Quelles sont vos sources d’inspiration formelle ?
Bertrand Pigeon : En premier lieu, la Nature et l’observation pragmatique de son évolution, ainsi que la circulation de l’Homme dans son environnement.
Pendant mes études, j’ai été très influencé par le cubisme (Archipenko, Pevner, Zadkine). Tous ceux qui ont développé une recherche sur la représentation du trait dans l’espace m’intéressent, tels que Moore, Giacometti, mais aussi la calligraphie orientale.
L’expressionisme également, pour la recherche intérieure (en peinture Munsch, Schiele ainsi que l’expressionniste abstrait Rothko).
La dualité du vide et du plein, la recherche du noumen dans mon expression plastique, m’ont conduit à vivre différentes histoires créatrices. Cela va de pièces instantanées, liées à une charge émotionnelle, réalisées de manière impulsive, à des créations très structurées tel que le Jeu d’Échecs.
Le béton a une place particulière dans votre production, pourquoi ?
Bertrand Pigeon : Je travaille le ciment et le béton, depuis mes études à l’École Nationale Supérieure des Beaux-Arts, dans l’atelier de Michel Charpentier qui enseigna avec ce média. Ce matériau est résolument contemporain, et me permet d’ancrer mon acte créatif dans le présent.
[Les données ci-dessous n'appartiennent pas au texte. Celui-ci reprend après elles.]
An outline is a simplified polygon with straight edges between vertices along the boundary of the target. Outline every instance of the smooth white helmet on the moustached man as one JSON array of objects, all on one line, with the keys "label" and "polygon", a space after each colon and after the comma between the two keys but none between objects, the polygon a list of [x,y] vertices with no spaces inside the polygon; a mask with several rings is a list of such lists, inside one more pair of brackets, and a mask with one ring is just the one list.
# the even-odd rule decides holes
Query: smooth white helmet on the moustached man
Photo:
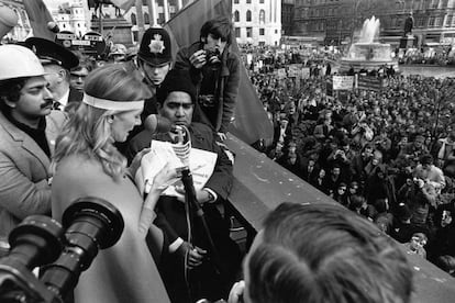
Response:
[{"label": "smooth white helmet on the moustached man", "polygon": [[0,80],[44,74],[40,59],[31,49],[13,44],[0,45]]}]

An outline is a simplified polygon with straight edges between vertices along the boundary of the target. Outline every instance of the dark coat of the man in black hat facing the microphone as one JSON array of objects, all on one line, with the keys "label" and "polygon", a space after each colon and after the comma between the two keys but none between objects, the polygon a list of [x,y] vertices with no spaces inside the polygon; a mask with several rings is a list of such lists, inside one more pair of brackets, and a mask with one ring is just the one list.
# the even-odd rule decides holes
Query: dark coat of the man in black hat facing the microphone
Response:
[{"label": "dark coat of the man in black hat facing the microphone", "polygon": [[[217,153],[217,164],[212,176],[206,183],[206,188],[214,191],[219,198],[219,202],[223,202],[232,188],[233,175],[232,164],[229,160],[225,153],[220,148],[215,142],[212,130],[201,123],[191,123],[189,127],[191,146],[195,148]],[[144,131],[136,135],[130,142],[130,155],[134,156],[143,148],[151,146],[152,138],[158,141],[170,141],[169,134],[155,134],[152,135],[147,131]],[[165,245],[169,245],[176,242],[178,237],[187,240],[188,227],[185,213],[185,203],[177,201],[174,197],[162,197],[158,200],[157,218],[155,224],[159,226],[165,235]],[[203,203],[202,210],[207,220],[207,225],[210,234],[213,238],[214,245],[220,254],[223,266],[225,267],[225,281],[221,282],[213,274],[210,262],[204,262],[198,269],[198,277],[191,277],[192,281],[198,281],[201,284],[198,294],[196,296],[207,298],[210,300],[220,299],[220,294],[224,292],[225,282],[232,285],[234,272],[240,268],[241,255],[237,245],[229,236],[229,226],[225,224],[220,214],[215,203]],[[198,247],[209,249],[210,246],[207,242],[204,228],[201,227],[200,221],[195,218],[192,226],[193,244]],[[163,251],[160,262],[162,277],[166,282],[166,287],[169,290],[169,295],[173,298],[173,302],[189,302],[186,293],[186,283],[184,277],[184,265],[179,262],[175,254],[166,249]],[[195,274],[195,273],[192,273]],[[217,298],[218,295],[218,298]]]}]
Il est aussi très accessible.
D’autre part, le béton est multiple dans son expression, et agressif dans sa mise en œuvre, ce qui fait partie de l’aventure créatrice à chaque nouvelle fois. Je l’utilise toujours avec une certaine appréhension.
À chaque fois que je le manipule, c’est lui qui guide mon esprit. L’écoute et l’échange avec ce matériau revêtent alors une intimité très particulière.
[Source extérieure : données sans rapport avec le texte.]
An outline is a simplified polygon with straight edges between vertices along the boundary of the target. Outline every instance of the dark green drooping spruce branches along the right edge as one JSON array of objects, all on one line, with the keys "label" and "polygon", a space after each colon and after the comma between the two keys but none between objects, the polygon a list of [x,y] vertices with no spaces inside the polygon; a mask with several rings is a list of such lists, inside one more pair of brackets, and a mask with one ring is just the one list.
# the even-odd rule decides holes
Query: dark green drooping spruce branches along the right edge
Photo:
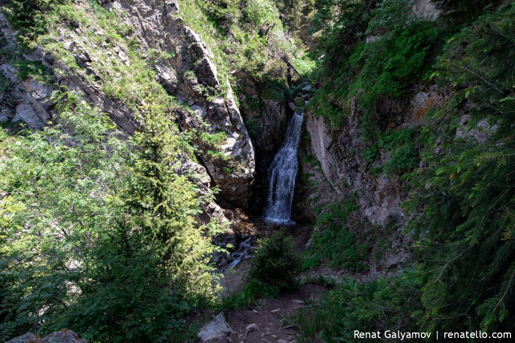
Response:
[{"label": "dark green drooping spruce branches along the right edge", "polygon": [[462,29],[434,74],[453,95],[424,128],[427,167],[405,203],[423,209],[420,321],[432,329],[513,330],[514,14],[502,6]]}]

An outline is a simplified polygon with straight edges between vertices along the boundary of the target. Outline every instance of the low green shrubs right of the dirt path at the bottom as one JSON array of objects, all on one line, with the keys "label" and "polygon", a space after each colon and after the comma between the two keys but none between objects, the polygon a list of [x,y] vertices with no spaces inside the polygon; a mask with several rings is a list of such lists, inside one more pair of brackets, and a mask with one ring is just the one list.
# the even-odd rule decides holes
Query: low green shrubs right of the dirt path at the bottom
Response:
[{"label": "low green shrubs right of the dirt path at the bottom", "polygon": [[413,273],[393,279],[358,283],[344,279],[325,294],[315,311],[304,310],[294,320],[300,342],[354,342],[354,330],[418,332],[411,311],[420,308]]}]

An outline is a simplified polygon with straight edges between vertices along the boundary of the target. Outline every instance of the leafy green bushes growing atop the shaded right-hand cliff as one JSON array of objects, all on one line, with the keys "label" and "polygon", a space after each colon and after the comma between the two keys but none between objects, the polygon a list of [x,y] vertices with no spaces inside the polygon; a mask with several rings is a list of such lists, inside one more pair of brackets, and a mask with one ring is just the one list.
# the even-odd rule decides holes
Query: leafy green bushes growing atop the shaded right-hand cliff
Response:
[{"label": "leafy green bushes growing atop the shaded right-hand cliff", "polygon": [[313,24],[322,35],[316,50],[321,87],[313,110],[339,126],[355,98],[365,112],[362,133],[370,140],[388,115],[375,105],[409,95],[414,83],[430,75],[444,31],[438,22],[416,18],[408,0],[317,3]]}]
« Pour chaque artiste, l’Art est un courant créateur ascendant vers la découverte individuelle de la vérité dans les formes de la nature. »
Archipenko
Comment travaillez-vous cette matière ?
Bertrand Pigeon : J’utilise la technique du modelé. Les sculptures sont réalisées comme une maison. Il y a un socle, généralement en acier, qui exprime le terrain sur lequel on se meut. Ensuite, l’âme de la pièce, l’armature », qui me permet de dépasser les contraintes de l’équilibre.
Autour de celle-ci, j’applique mon béton à la main, tel un modelé. La pièce est ensuite disquée, puis patinée avec des pigments, et protégée par l’application d’un durcisseur de surface.
Pour les empreintes, je n’utilise que du ciment, deux sortes de ciment pur. L’idée que ce liant change radicalement de fonction, en devenant lui-même média créatif, esthétique, lié à son tour, me séduit.
Le béton en 5 qualificatifs
Bertrand Pigeon : Entier, sans concession, et en même temps très malléable. Il doit se fabriquer (non prêt à l’emploi) – Polymorphe – Exigeant – Puissant.